After the job hunt and interviewing, it may seem like your nerves can’t catch a break. Then comes the countdown to your first day on the job. You want to make a good first impression and set yourself up for future success.
Don’t worry. It’s normal to be nervous. Here are five things you can do right away to help you start strong and stand out:
Act as though you’re still being interviewed.
Getting hired is a huge milestone. It’s something worth being proud of. While you shouldn’t lose that sense of accomplishment, think of the first few months as an extended portion of the interview process.
During the formal interview, you showed the organization why they should hire you — and you succeeded. Now, prove them right. Prove yourself.
You likely only met a handful of people in the organization, maybe less, while interviewing. Now is your opportunity to show everyone else who doesn’t know you why you deserve the job.

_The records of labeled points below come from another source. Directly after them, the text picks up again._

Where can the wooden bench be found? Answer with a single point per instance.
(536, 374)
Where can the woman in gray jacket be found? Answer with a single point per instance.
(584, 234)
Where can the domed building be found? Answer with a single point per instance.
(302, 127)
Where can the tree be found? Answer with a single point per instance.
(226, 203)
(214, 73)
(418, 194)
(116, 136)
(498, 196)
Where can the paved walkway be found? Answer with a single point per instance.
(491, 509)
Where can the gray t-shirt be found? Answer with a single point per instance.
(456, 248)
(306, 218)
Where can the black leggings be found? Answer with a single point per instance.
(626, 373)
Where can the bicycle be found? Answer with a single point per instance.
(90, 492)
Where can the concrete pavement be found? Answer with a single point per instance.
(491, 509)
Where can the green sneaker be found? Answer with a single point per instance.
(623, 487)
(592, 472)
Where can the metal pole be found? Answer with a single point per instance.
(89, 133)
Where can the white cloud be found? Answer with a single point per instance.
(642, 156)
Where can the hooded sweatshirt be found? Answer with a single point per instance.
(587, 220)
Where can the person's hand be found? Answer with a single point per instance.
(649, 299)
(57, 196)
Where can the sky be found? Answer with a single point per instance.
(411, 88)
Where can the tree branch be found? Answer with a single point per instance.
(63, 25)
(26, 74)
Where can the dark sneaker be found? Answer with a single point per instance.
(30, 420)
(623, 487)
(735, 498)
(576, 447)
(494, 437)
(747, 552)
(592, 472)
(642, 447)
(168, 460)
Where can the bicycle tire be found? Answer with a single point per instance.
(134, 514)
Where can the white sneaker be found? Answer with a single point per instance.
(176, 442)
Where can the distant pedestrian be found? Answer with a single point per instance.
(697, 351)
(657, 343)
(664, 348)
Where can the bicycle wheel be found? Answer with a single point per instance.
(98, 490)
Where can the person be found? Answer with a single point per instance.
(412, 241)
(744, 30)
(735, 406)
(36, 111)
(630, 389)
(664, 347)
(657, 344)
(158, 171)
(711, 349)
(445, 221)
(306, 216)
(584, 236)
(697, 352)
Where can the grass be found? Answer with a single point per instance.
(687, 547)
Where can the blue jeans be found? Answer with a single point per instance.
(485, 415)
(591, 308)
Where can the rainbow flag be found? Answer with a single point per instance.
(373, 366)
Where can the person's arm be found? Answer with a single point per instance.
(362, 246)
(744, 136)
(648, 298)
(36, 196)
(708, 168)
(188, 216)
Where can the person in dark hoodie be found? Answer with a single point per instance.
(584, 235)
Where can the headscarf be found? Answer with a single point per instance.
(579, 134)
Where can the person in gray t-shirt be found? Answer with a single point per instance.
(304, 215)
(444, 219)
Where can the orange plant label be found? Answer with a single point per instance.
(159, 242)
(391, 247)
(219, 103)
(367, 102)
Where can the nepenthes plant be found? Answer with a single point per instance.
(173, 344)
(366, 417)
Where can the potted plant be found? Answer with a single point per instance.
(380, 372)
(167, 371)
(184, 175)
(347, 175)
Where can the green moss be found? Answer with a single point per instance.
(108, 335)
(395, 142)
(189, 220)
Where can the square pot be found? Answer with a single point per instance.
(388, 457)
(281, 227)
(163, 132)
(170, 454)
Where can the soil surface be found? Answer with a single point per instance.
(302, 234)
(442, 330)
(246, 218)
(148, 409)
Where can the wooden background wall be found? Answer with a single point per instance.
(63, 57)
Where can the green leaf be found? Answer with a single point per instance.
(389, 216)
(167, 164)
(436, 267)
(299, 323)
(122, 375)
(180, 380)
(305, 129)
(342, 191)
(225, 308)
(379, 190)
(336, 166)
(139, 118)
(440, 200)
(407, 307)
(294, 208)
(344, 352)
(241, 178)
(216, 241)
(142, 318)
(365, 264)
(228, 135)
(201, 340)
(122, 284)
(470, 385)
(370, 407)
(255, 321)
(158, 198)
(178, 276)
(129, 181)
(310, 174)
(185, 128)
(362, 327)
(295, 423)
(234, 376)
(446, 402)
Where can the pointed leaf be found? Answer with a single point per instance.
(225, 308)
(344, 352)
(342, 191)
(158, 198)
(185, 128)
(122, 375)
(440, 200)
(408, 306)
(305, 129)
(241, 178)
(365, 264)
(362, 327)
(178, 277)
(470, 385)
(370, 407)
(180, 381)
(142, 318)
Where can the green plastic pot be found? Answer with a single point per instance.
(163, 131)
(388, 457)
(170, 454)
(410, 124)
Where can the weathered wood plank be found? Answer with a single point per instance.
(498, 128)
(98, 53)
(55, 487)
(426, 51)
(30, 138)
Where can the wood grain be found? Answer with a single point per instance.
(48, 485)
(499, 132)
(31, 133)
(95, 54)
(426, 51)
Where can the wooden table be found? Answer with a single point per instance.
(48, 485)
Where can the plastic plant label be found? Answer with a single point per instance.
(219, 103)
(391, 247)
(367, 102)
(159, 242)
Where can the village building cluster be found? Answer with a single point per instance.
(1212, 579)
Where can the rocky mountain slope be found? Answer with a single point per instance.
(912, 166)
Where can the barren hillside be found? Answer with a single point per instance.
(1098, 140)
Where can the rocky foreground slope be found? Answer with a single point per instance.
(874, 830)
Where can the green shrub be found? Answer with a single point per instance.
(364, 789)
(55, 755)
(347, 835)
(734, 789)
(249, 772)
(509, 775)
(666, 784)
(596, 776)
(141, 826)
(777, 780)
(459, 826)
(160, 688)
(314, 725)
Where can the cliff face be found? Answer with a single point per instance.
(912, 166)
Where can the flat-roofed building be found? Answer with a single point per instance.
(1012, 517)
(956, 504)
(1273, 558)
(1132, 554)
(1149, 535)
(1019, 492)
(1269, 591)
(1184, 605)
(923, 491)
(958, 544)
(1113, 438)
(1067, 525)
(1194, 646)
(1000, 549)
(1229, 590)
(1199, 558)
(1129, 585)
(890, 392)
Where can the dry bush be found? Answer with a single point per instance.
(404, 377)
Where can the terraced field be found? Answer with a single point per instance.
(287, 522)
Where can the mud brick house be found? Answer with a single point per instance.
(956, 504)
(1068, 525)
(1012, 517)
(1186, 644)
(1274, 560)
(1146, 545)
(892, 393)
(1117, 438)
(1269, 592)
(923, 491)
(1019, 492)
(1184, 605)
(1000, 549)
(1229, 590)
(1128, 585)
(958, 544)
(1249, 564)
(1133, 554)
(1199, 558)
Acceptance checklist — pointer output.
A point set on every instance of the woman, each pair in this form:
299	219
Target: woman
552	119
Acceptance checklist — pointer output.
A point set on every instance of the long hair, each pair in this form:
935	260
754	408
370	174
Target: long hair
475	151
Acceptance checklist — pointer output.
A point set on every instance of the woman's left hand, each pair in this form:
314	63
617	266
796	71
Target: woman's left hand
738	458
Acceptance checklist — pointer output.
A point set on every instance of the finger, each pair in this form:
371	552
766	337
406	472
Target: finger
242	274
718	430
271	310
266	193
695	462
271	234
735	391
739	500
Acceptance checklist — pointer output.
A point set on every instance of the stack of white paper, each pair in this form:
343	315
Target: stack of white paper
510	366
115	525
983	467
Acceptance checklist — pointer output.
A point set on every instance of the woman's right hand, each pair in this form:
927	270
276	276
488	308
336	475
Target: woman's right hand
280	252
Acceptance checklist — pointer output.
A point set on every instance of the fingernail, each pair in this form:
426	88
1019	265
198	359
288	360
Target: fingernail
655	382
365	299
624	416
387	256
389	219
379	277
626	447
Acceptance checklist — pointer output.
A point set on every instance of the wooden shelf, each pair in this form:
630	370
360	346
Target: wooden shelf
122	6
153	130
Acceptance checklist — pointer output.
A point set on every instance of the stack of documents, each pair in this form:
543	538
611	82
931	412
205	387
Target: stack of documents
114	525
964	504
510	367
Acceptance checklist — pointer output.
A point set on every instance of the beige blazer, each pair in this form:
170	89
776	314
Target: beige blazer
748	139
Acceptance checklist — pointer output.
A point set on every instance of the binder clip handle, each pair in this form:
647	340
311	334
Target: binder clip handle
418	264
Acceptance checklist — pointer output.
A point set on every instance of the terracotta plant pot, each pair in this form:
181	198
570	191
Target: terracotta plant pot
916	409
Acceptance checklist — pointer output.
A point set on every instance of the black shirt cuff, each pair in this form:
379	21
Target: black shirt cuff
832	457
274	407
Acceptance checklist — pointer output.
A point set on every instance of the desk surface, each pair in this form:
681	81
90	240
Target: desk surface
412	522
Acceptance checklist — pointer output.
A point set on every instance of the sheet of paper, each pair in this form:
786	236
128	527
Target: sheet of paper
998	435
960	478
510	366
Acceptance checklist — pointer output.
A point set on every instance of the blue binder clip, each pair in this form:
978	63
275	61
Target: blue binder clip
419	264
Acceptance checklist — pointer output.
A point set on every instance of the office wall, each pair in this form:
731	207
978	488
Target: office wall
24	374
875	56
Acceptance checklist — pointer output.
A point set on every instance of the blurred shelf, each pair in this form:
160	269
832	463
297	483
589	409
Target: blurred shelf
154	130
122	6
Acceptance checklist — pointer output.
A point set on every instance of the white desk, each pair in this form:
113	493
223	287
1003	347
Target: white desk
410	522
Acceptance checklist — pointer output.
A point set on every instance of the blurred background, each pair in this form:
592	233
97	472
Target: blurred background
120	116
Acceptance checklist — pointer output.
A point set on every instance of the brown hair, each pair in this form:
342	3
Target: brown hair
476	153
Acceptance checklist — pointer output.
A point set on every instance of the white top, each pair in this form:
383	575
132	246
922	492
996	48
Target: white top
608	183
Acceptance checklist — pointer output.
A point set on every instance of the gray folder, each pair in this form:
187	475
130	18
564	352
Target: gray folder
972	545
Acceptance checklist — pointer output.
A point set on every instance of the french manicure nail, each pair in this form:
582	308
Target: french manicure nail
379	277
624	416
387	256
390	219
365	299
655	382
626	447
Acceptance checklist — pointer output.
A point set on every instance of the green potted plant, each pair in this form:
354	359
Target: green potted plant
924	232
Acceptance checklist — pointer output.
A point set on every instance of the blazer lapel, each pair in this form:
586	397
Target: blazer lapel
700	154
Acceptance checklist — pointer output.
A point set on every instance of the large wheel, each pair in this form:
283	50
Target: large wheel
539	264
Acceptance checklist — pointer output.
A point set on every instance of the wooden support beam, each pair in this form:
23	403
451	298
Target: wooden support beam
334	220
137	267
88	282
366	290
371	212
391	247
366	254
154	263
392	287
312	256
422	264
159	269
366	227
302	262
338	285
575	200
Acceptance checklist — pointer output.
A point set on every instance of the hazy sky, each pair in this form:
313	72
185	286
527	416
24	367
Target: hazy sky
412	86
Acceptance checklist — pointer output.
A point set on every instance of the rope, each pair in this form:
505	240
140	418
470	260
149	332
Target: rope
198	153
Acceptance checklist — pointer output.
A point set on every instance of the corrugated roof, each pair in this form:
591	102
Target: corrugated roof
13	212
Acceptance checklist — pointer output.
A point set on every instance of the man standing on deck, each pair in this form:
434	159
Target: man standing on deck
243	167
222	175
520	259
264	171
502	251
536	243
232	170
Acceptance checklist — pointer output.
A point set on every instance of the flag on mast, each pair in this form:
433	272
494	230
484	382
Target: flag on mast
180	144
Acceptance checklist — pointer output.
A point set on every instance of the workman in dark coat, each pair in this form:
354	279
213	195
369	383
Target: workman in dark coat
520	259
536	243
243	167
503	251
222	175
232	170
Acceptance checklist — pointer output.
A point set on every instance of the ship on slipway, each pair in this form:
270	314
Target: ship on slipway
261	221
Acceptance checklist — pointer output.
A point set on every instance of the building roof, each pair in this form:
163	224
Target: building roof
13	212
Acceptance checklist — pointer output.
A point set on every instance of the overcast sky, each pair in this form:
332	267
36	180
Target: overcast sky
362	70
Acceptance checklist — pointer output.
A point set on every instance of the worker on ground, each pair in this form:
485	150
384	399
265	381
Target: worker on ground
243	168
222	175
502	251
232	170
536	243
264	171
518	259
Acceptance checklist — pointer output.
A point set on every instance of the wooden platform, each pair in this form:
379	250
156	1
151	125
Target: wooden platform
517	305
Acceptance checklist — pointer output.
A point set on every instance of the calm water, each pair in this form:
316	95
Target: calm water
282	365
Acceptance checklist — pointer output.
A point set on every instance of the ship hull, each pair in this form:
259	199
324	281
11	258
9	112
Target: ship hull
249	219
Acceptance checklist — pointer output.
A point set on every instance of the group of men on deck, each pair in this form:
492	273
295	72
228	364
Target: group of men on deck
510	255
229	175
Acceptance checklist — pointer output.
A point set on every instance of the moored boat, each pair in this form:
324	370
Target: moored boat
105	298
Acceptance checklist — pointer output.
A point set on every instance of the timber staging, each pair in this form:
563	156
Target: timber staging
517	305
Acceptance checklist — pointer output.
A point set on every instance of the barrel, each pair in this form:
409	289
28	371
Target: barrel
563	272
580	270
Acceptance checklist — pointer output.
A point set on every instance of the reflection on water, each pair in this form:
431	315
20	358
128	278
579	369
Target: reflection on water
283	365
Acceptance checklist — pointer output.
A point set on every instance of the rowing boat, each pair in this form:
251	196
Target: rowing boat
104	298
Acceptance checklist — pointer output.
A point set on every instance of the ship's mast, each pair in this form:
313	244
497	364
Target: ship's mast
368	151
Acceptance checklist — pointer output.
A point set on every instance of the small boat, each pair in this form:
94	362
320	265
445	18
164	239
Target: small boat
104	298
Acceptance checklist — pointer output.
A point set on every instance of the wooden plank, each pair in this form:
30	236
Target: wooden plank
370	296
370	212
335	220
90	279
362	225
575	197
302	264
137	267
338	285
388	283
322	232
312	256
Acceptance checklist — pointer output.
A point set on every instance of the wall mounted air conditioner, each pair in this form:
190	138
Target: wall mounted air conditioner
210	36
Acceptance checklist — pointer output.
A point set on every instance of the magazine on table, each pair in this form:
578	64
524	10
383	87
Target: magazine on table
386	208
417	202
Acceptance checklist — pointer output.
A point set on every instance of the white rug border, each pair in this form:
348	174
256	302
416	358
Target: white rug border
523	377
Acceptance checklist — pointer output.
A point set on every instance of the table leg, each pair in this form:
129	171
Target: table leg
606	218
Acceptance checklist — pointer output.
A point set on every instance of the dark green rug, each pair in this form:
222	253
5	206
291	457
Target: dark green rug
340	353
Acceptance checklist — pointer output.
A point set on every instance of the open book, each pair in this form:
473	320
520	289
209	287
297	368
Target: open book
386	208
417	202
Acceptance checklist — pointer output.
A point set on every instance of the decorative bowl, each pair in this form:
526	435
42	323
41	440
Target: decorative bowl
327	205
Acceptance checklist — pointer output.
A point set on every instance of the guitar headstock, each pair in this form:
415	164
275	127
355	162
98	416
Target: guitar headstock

Don’t be afraid to ask for help.
Being independent is certainly a good trait to bring to a new job but remember that you’re still new. You won’t have all the answers. As important as it is to be self-sufficient, it’s equally as important to know when you need a helping hand.
Asking questions can show that you really want to nail down the responsibilities of your job early on. It shows that you’re humble and can acknowledge the experience and value of others.
The independence will develop over time. Don’t rush it.
Go the extra mile whenever you can.
While you don’t want to bite off more than you can chew, try to find opportunities where you can do more than what you were asked.
Perhaps you have an idea about how to better optimize a process or maybe you notice someone else struggling with something you picked up quickly — help them out. You may not have all the answers, but you can have a great work ethic.
Whatever the opportunity is, going out of your way can help make up for your lack of experience at the moment and shows others your enthusiasm for the position.
Build relationships that matter.
Don’t get too caught up in the work that you forget you have coworkers who you will likely spend most of your days with. You want to develop a good rapport with them and you might make a few friends in doing so.
Engage in social activities (lunches, video chats, volunteering, etc.) when the opportunities present themselves. And, of course, be yourself.
Remember why you were hired.
As a new employee, there might be times where you doubt yourself and your capability in the role. That’s a common feeling to have but remember why you were hired.
It’s unlikely that the organization expected you to be 100% perfect right off the bat. You were hired because they had faith in your capabilities. Because once you get past the learning period, which can be long, that you will develop into a valuable team member.
Believe in yourself like they believed in you and show that you’re willing to work past adversity to grow into the job.
Throughout all these tips, hold on to your pride and excitement. Think of a new job as a new chapter in your professional career. You’ve made it this far, so you have it in you to keep going and continue your success!